His Life

A life in liberty

From a hillside above Los Angeles to the founding of an institution: the life of Edward Harrison Crane III.

Edward Harrison Crane III was born in View Park, a hillside neighborhood above Los Angeles, on August 15, 1944, the middle of three children of a physician father and a homemaker mother. He read Ayn Rand in high school, and at the University of California, Berkeley, where he took a B.S. in finance in 1966, he kept company with Hayek and Friedman while his classmates read Marcuse.

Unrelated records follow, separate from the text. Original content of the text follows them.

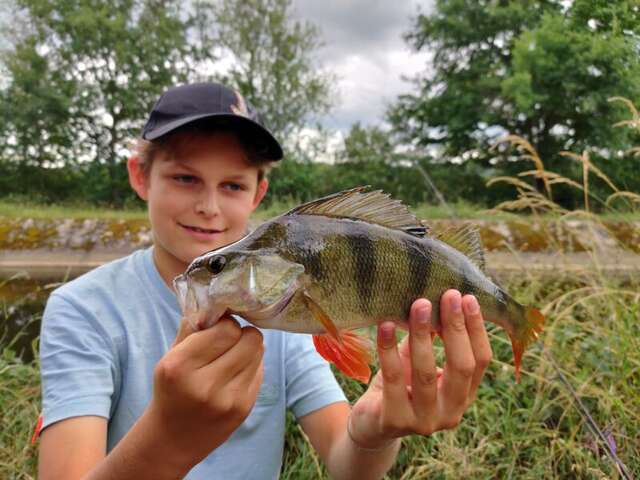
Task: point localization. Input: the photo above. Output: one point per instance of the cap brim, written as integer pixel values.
(265, 142)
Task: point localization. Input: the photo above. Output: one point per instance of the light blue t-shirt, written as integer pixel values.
(102, 335)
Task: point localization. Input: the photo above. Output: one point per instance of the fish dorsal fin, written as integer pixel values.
(465, 239)
(359, 204)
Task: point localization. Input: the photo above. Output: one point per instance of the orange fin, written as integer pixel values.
(346, 350)
(351, 353)
(319, 315)
(36, 431)
(534, 323)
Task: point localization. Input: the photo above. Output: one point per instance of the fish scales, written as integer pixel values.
(342, 262)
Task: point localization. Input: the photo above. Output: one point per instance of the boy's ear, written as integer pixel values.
(137, 177)
(263, 185)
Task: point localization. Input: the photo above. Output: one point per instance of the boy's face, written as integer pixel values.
(198, 201)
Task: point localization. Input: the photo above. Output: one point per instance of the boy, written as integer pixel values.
(130, 391)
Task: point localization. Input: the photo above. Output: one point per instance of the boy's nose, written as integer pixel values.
(207, 205)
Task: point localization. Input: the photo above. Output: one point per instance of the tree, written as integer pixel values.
(273, 64)
(539, 69)
(84, 76)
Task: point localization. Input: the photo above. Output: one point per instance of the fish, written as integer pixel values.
(342, 262)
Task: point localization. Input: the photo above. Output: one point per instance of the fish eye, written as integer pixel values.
(216, 264)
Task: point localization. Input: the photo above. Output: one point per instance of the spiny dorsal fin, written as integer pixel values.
(465, 239)
(358, 204)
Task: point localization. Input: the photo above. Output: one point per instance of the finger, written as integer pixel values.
(404, 350)
(394, 391)
(203, 347)
(227, 366)
(460, 363)
(478, 338)
(424, 376)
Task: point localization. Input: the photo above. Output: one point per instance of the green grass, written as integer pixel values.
(526, 431)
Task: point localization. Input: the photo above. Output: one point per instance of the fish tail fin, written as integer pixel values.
(532, 326)
(350, 352)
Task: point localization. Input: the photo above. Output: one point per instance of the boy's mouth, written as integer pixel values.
(208, 231)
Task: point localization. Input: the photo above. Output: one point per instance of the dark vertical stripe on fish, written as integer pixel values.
(419, 262)
(313, 264)
(467, 287)
(501, 302)
(364, 263)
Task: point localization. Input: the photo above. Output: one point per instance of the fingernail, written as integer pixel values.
(456, 303)
(474, 307)
(423, 315)
(388, 334)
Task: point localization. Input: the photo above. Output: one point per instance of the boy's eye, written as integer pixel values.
(234, 186)
(185, 178)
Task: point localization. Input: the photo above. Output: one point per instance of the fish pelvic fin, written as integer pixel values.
(533, 324)
(350, 352)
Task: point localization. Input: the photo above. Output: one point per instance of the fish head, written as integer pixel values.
(255, 284)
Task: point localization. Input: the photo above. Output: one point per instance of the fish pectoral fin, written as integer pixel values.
(350, 353)
(320, 316)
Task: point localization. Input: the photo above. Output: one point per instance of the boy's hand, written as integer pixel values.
(410, 395)
(205, 386)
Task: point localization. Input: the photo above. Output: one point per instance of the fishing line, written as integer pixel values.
(586, 416)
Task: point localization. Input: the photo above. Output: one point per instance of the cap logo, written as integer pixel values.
(241, 107)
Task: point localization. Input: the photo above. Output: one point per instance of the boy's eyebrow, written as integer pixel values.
(239, 176)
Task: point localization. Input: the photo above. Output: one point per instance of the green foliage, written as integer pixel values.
(592, 332)
(83, 77)
(543, 70)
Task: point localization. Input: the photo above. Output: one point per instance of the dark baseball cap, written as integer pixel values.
(214, 103)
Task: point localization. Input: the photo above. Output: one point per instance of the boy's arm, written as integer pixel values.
(409, 395)
(195, 394)
(72, 447)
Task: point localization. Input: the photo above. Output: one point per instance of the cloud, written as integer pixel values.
(363, 47)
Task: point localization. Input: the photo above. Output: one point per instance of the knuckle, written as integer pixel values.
(457, 324)
(391, 375)
(168, 371)
(426, 378)
(253, 335)
(467, 369)
(425, 430)
(484, 361)
(451, 423)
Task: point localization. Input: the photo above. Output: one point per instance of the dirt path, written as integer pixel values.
(57, 265)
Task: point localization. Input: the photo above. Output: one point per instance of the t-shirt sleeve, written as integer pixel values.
(77, 363)
(310, 383)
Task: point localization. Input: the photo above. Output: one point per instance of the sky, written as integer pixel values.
(363, 47)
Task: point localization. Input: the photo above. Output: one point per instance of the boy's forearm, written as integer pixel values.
(349, 461)
(144, 452)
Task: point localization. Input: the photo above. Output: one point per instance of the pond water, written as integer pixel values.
(21, 304)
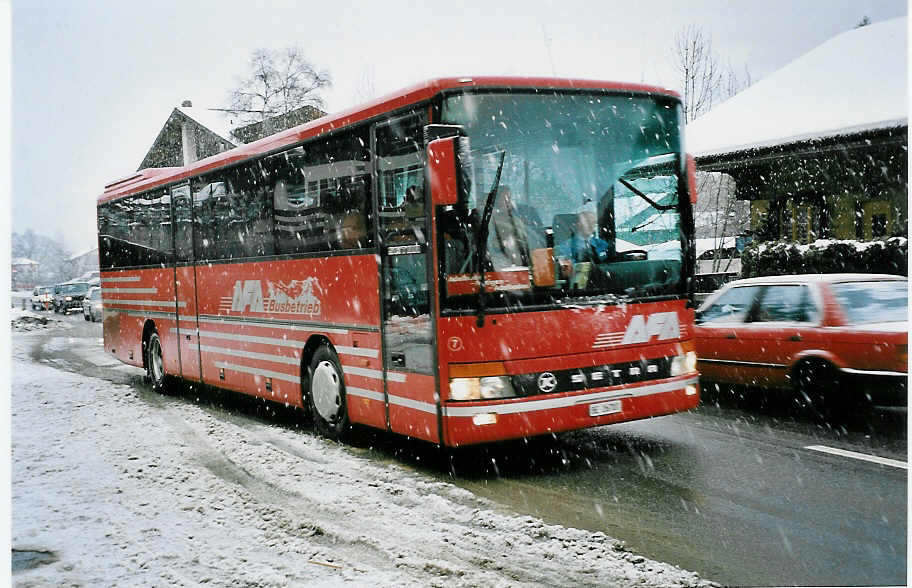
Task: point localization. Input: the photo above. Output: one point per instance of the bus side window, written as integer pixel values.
(401, 180)
(315, 188)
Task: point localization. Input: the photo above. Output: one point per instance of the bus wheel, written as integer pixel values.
(154, 369)
(326, 396)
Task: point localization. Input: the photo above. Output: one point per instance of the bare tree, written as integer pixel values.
(366, 89)
(698, 71)
(279, 81)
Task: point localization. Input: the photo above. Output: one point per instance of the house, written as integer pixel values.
(818, 148)
(254, 131)
(192, 133)
(189, 134)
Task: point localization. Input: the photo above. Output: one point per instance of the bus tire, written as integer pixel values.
(155, 371)
(326, 394)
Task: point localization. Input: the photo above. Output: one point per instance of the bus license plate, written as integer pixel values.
(603, 408)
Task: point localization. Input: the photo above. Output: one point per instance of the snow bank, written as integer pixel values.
(124, 487)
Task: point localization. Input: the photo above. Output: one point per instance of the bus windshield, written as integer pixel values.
(583, 198)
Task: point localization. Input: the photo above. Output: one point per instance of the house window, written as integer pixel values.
(878, 226)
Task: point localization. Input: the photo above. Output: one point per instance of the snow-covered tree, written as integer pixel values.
(278, 82)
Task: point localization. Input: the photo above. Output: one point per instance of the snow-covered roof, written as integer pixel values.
(83, 254)
(854, 82)
(216, 121)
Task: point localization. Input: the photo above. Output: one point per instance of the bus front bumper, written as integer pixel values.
(467, 423)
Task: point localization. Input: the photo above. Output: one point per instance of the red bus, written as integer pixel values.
(464, 261)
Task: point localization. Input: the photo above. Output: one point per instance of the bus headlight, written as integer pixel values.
(485, 388)
(684, 364)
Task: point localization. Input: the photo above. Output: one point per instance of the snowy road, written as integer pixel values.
(739, 492)
(113, 485)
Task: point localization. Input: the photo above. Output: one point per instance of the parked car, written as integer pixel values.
(42, 297)
(69, 296)
(834, 338)
(91, 306)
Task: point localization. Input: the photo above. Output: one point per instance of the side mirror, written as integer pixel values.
(442, 168)
(692, 178)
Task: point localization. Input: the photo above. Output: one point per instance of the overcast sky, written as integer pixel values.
(94, 81)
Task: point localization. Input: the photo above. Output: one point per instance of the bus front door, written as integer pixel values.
(408, 350)
(185, 284)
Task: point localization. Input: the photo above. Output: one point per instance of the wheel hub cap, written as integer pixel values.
(326, 390)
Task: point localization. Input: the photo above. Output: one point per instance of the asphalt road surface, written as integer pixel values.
(750, 489)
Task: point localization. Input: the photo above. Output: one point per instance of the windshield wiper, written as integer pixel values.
(481, 239)
(651, 202)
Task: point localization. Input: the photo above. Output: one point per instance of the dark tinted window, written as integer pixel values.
(873, 302)
(135, 231)
(321, 195)
(786, 303)
(731, 306)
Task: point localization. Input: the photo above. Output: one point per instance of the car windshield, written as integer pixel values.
(74, 288)
(873, 302)
(582, 194)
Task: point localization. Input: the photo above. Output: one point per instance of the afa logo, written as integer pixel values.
(662, 325)
(294, 297)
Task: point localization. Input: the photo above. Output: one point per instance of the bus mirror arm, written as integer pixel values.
(481, 244)
(442, 168)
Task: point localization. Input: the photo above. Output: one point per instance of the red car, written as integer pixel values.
(837, 338)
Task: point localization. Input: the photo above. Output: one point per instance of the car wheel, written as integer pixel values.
(326, 394)
(154, 364)
(816, 382)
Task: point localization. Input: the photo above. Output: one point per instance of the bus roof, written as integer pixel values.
(151, 177)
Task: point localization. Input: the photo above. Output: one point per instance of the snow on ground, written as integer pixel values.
(127, 488)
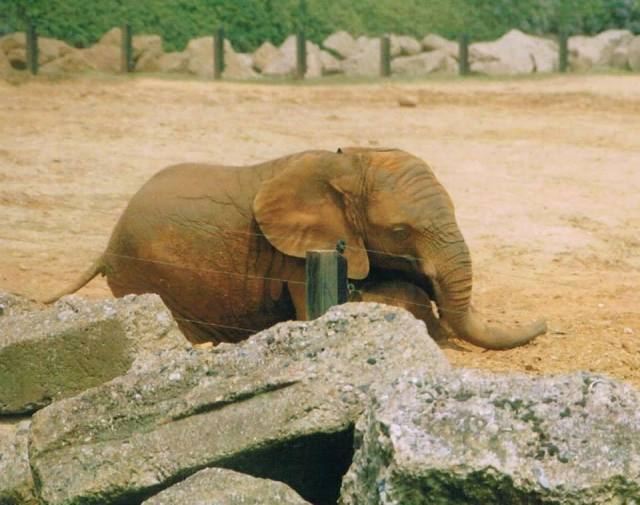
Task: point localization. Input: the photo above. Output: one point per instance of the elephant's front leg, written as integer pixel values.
(409, 297)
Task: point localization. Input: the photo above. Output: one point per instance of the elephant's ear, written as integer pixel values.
(304, 207)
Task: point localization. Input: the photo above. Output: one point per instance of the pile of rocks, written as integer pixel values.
(340, 53)
(359, 406)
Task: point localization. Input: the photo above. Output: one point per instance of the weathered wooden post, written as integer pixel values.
(32, 49)
(463, 54)
(126, 54)
(301, 54)
(385, 56)
(218, 53)
(564, 51)
(326, 281)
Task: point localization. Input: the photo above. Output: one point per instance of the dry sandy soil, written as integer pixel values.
(545, 175)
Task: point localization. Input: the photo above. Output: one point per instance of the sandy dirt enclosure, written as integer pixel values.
(545, 175)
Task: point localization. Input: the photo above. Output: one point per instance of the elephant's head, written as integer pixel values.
(394, 215)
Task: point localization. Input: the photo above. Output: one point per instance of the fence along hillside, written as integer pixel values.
(213, 56)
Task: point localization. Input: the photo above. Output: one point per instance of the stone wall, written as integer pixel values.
(340, 53)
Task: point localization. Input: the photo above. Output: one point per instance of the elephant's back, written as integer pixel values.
(186, 235)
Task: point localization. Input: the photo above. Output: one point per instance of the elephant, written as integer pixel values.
(225, 247)
(407, 296)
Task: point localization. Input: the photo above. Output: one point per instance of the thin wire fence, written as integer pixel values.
(395, 300)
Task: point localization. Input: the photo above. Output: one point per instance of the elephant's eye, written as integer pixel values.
(401, 232)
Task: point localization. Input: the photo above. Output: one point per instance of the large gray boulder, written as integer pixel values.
(424, 64)
(218, 486)
(514, 53)
(472, 437)
(75, 61)
(49, 354)
(281, 405)
(634, 54)
(16, 482)
(404, 45)
(586, 53)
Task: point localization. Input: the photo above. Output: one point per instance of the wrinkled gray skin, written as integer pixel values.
(191, 225)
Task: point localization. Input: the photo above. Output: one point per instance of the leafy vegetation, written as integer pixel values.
(250, 22)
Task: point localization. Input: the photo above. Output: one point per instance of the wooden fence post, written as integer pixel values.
(32, 49)
(126, 55)
(564, 52)
(326, 281)
(463, 54)
(301, 54)
(385, 56)
(218, 53)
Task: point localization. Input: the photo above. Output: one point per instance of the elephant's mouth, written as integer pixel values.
(417, 278)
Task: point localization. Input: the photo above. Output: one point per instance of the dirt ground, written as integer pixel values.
(544, 172)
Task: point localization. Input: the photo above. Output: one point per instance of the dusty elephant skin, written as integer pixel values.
(224, 246)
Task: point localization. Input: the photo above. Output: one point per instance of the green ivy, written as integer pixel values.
(248, 23)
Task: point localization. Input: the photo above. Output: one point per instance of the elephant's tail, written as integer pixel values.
(98, 267)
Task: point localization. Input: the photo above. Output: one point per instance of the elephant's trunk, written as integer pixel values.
(453, 287)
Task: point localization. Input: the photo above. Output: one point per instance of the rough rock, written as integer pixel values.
(218, 486)
(112, 38)
(264, 55)
(16, 482)
(620, 58)
(586, 53)
(75, 61)
(148, 62)
(201, 60)
(404, 45)
(280, 405)
(54, 353)
(433, 42)
(423, 64)
(330, 64)
(341, 43)
(174, 62)
(634, 54)
(16, 40)
(366, 61)
(13, 305)
(144, 45)
(473, 437)
(104, 57)
(610, 41)
(514, 53)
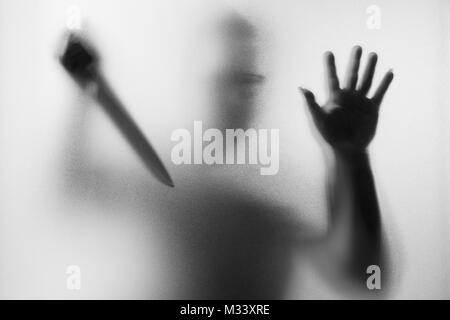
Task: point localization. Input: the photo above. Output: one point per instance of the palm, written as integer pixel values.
(349, 119)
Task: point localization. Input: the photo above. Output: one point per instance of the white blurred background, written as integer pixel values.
(153, 53)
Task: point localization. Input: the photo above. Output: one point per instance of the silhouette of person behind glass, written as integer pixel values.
(223, 241)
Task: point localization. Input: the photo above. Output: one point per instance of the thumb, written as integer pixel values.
(314, 108)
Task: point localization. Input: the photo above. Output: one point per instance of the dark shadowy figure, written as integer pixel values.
(347, 122)
(222, 241)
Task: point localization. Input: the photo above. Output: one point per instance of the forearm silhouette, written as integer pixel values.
(347, 123)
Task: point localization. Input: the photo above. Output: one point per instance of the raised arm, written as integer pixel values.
(347, 123)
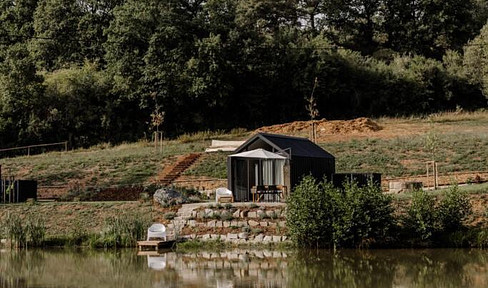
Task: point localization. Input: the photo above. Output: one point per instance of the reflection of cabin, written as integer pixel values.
(275, 164)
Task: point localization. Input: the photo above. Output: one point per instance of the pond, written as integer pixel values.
(245, 268)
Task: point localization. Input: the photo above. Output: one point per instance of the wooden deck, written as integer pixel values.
(154, 245)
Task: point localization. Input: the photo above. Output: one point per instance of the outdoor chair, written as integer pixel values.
(223, 194)
(156, 230)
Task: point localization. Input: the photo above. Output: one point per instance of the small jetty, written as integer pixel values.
(154, 245)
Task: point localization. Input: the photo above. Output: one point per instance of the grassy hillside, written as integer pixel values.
(458, 141)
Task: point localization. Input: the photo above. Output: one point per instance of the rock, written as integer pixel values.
(253, 223)
(167, 197)
(231, 236)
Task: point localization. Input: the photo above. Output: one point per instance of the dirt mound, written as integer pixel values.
(358, 125)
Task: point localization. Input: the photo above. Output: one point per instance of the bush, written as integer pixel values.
(363, 215)
(421, 215)
(320, 215)
(453, 209)
(310, 213)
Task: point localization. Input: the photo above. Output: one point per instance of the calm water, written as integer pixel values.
(246, 268)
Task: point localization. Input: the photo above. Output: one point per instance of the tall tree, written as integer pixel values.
(57, 42)
(430, 28)
(21, 97)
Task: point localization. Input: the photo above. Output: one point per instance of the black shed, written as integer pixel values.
(270, 159)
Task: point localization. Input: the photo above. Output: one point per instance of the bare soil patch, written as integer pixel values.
(324, 128)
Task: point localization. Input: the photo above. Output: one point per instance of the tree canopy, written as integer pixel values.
(90, 71)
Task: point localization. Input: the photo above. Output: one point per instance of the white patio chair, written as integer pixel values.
(156, 230)
(223, 193)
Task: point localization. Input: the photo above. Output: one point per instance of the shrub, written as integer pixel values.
(319, 214)
(420, 218)
(453, 209)
(363, 215)
(310, 213)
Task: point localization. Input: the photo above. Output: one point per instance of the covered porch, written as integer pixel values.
(258, 176)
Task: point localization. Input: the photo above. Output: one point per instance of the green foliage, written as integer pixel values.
(122, 231)
(453, 209)
(363, 216)
(24, 232)
(320, 215)
(310, 213)
(421, 216)
(201, 61)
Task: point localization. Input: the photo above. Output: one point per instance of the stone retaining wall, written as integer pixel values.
(236, 224)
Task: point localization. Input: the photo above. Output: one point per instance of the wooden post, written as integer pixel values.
(436, 175)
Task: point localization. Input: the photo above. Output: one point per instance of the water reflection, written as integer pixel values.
(246, 268)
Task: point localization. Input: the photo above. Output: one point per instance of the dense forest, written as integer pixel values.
(92, 71)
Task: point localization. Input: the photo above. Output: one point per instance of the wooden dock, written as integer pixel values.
(154, 245)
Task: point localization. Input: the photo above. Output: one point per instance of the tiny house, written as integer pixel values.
(275, 163)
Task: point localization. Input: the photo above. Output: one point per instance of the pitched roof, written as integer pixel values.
(259, 154)
(301, 147)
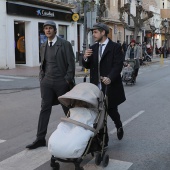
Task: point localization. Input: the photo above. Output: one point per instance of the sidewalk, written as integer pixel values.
(25, 71)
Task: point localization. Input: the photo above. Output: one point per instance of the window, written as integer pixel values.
(114, 3)
(62, 33)
(128, 19)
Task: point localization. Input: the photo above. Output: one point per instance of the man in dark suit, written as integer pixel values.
(105, 61)
(57, 72)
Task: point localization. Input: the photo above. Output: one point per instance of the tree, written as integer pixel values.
(138, 21)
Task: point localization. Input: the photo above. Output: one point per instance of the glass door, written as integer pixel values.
(19, 33)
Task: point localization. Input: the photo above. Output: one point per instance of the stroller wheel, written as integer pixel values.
(105, 160)
(98, 159)
(54, 165)
(80, 168)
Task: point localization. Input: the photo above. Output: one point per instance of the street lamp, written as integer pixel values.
(138, 1)
(166, 25)
(153, 28)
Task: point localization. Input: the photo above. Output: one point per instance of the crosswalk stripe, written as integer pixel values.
(13, 77)
(113, 164)
(1, 141)
(32, 159)
(6, 80)
(26, 160)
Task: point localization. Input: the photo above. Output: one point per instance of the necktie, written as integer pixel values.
(100, 49)
(51, 44)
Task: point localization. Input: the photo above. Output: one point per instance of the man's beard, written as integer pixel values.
(99, 39)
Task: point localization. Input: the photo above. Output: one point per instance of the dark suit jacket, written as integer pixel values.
(110, 66)
(64, 56)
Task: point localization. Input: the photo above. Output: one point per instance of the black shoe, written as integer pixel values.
(120, 133)
(37, 143)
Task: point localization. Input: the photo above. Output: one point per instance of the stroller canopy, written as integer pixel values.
(85, 92)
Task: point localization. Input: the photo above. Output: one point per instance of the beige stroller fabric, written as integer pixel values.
(71, 137)
(87, 93)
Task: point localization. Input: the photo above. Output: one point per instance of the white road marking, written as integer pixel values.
(128, 121)
(32, 159)
(113, 165)
(26, 160)
(1, 141)
(13, 77)
(6, 80)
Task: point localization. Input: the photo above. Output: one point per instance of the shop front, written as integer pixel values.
(24, 31)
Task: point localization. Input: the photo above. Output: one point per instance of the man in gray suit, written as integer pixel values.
(57, 73)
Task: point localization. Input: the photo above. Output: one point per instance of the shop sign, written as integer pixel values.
(22, 10)
(45, 13)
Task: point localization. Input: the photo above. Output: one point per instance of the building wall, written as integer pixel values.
(7, 44)
(3, 37)
(116, 28)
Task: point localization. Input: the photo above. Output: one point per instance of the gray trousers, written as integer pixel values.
(49, 90)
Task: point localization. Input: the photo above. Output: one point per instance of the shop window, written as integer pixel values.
(62, 31)
(19, 40)
(42, 37)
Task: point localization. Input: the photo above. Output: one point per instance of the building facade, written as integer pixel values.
(22, 29)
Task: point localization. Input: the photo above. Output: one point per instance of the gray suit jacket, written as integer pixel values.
(64, 56)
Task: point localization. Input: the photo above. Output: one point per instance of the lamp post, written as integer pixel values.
(166, 25)
(153, 28)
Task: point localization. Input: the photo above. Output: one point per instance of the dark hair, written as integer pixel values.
(100, 29)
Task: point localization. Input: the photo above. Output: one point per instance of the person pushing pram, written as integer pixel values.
(132, 54)
(128, 72)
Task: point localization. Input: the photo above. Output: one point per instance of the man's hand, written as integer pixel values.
(106, 80)
(88, 53)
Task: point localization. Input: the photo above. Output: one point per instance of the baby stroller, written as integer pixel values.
(128, 71)
(78, 133)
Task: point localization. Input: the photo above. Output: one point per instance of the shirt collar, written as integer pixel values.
(105, 42)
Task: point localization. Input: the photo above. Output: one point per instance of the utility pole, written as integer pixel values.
(85, 8)
(153, 28)
(138, 21)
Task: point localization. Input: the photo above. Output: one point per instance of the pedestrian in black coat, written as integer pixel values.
(57, 72)
(105, 67)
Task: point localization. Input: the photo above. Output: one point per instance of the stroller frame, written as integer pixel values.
(132, 63)
(100, 152)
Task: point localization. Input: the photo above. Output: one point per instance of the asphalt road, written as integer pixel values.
(145, 116)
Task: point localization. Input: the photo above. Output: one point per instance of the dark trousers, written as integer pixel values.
(49, 90)
(114, 115)
(136, 72)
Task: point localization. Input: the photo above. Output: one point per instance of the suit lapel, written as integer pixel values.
(57, 45)
(43, 51)
(107, 48)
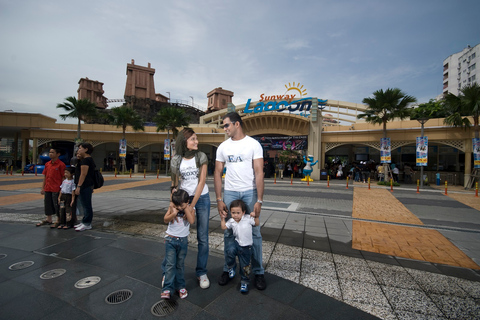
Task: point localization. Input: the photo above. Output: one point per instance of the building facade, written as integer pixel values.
(460, 69)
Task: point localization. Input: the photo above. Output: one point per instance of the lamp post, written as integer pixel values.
(422, 122)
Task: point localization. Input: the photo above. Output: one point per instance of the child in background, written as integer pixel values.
(179, 217)
(241, 226)
(66, 200)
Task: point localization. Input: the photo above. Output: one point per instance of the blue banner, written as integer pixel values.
(385, 151)
(422, 151)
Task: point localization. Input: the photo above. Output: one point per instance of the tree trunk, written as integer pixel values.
(166, 167)
(78, 129)
(124, 162)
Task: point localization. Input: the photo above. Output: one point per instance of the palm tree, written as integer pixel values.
(171, 118)
(82, 109)
(460, 108)
(386, 106)
(123, 117)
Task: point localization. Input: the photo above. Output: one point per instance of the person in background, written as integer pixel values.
(52, 179)
(84, 189)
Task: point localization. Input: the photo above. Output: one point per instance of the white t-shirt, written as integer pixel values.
(178, 229)
(238, 157)
(189, 177)
(242, 230)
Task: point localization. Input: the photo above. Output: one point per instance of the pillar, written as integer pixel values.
(315, 139)
(15, 150)
(25, 143)
(468, 162)
(35, 151)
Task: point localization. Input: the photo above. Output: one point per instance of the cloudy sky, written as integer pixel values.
(340, 50)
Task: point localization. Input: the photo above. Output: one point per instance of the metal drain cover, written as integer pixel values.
(164, 308)
(52, 274)
(87, 282)
(21, 265)
(119, 296)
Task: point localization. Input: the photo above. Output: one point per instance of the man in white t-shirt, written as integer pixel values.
(243, 157)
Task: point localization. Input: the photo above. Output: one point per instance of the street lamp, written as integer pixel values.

In 1964 he captained three Berkeley precincts for Barry Goldwater. The campaign’s defeat pointed him past Republican politics toward something more uncompromising. After an MBA at the University of Southern California, he became an investment manager in San Francisco, rising to vice president at Alliance Capital Management and becoming a chartered financial analyst. Then, around 1975, he left finance, and roughly eighty percent of his income, for the cause that would occupy the rest of his life.

Crane found his vocation in the young Libertarian Party. He managed the 1972 vice-presidential campaign of Tonie Nathan, who became the first woman to receive an electoral vote, and by 1974 he was the party’s national chairman. Colleagues called the disciplined operation he built “the Crane Machine,” and him “Boss Crane”; his ambition, he liked to say, was to put libertarians in suits and ties.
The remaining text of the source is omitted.